"A particularly smelly beach, let me say," Carley observed. "Do you know that fat blonde with the mauve powder and the uplift brassiere who runs that Sports Wear shop next the Anne Boleyn? She's one of the things on your beach."

"How?"

"She lived at the same boarding-house in London as the Sharpes, it seems; and she has a lovely story as to how Marion Sharpe once beat a dog half to death in a rage. Her clients loved that story. So did the Anne Boleyn customers. She goes there for her morning coffee." He glanced wryly at the angry flush on Robert's face. "I needn't tell you that she has a dog of her own. It has never been corrected in its spoiled life, but it is rapidly dying of fatty degeneration through the indiscriminate feeding of morsels whenever the fat blonde is feeling gooey."

There were moments, Robert thought, when he could very nearly hug Ben Carley, striped suits and all.

"Ah, well, it will blow over," said Carley, with the pliant philosophy of a race long used to lying low and letting the storm blow past.
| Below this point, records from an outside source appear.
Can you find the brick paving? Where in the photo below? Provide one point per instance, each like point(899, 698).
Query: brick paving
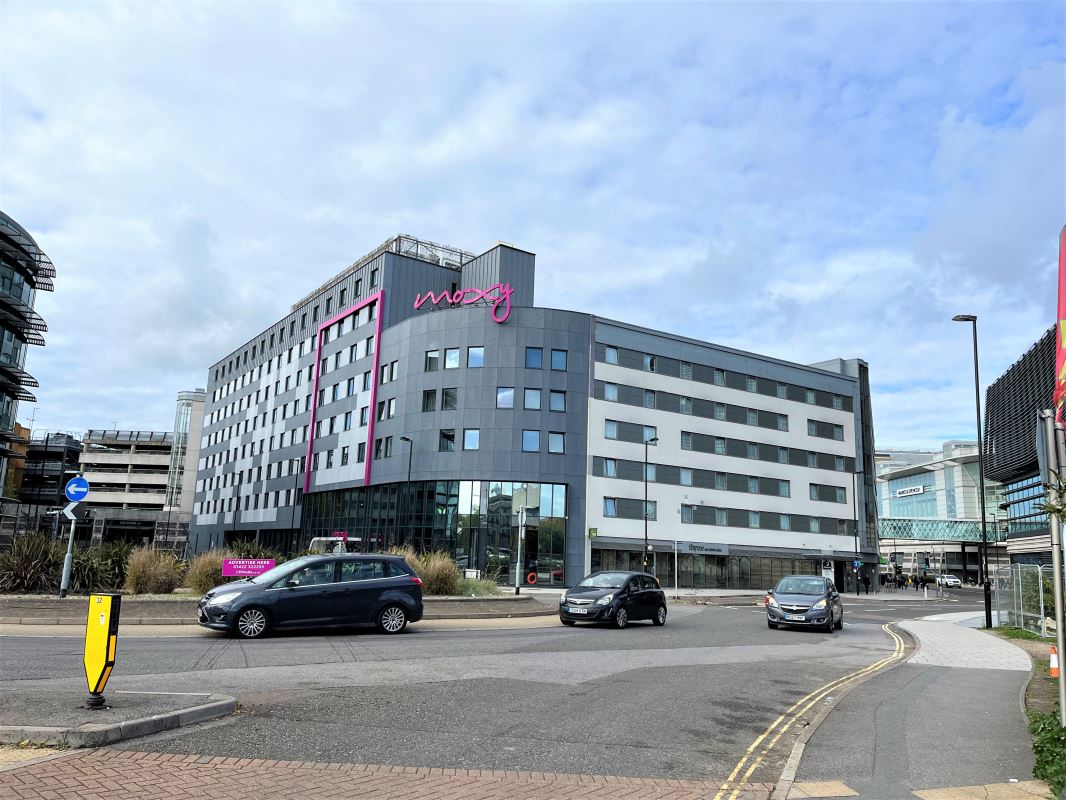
point(117, 774)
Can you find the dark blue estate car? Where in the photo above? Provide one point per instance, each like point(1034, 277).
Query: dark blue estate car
point(318, 591)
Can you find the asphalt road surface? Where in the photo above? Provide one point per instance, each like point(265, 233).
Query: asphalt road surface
point(680, 701)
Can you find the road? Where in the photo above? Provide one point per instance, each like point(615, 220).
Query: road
point(683, 701)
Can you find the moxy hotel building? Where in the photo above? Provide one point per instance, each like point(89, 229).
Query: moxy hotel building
point(420, 397)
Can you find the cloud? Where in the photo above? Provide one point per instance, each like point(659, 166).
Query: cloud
point(803, 180)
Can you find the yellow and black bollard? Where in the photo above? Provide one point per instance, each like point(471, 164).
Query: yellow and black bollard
point(101, 641)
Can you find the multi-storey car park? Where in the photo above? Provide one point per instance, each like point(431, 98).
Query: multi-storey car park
point(420, 397)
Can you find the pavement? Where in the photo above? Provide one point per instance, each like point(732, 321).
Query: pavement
point(948, 724)
point(523, 708)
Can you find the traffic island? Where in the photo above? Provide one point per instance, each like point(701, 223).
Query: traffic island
point(59, 718)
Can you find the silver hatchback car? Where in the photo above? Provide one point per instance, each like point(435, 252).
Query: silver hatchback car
point(807, 601)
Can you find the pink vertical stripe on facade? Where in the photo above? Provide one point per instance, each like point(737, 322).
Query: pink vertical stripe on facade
point(373, 383)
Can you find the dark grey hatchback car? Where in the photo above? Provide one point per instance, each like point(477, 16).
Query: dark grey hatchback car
point(808, 601)
point(318, 591)
point(615, 597)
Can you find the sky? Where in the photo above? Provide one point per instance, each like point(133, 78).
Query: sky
point(804, 180)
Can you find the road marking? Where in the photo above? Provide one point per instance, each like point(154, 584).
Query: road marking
point(791, 715)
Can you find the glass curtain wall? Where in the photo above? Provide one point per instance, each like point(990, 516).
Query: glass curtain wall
point(491, 526)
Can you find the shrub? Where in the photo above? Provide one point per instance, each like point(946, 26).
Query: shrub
point(151, 572)
point(205, 571)
point(474, 588)
point(33, 564)
point(1049, 747)
point(409, 556)
point(439, 574)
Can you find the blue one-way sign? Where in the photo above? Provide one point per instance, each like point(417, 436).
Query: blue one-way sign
point(77, 489)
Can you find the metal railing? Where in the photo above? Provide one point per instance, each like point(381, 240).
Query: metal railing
point(1024, 598)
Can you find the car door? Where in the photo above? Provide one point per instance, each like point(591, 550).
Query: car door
point(361, 582)
point(634, 598)
point(308, 596)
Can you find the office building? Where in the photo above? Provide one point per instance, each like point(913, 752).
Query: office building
point(1012, 403)
point(421, 397)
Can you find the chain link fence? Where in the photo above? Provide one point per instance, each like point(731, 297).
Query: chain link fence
point(1024, 598)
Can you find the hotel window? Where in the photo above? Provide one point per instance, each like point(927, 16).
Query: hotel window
point(447, 442)
point(531, 441)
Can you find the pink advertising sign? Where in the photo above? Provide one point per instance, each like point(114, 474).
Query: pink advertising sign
point(245, 568)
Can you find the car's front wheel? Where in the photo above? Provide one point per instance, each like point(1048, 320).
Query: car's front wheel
point(252, 623)
point(391, 620)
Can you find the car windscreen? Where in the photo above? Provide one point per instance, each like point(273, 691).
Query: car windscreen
point(801, 586)
point(276, 572)
point(604, 580)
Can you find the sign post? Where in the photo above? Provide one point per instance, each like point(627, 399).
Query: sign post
point(76, 491)
point(101, 643)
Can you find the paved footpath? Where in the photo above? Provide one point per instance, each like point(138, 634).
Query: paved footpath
point(116, 774)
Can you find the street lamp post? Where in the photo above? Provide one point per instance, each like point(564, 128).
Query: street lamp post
point(855, 499)
point(981, 470)
point(406, 488)
point(647, 442)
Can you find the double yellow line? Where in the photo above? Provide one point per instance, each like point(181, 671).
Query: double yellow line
point(794, 713)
Robert looked surprised. Forty generations of protesting ancestors were surprised in his sole person. "I don't see that blowing over is any advantage," he said. "It won't help my clients at all."

"What can you do?"

"Fight, of course."

"Fight what? You wouldn't get a slander verdict, if that's what you're thinking of."

"No. I hadn't thought of slander. I propose to find out what the girl was really doing during those weeks."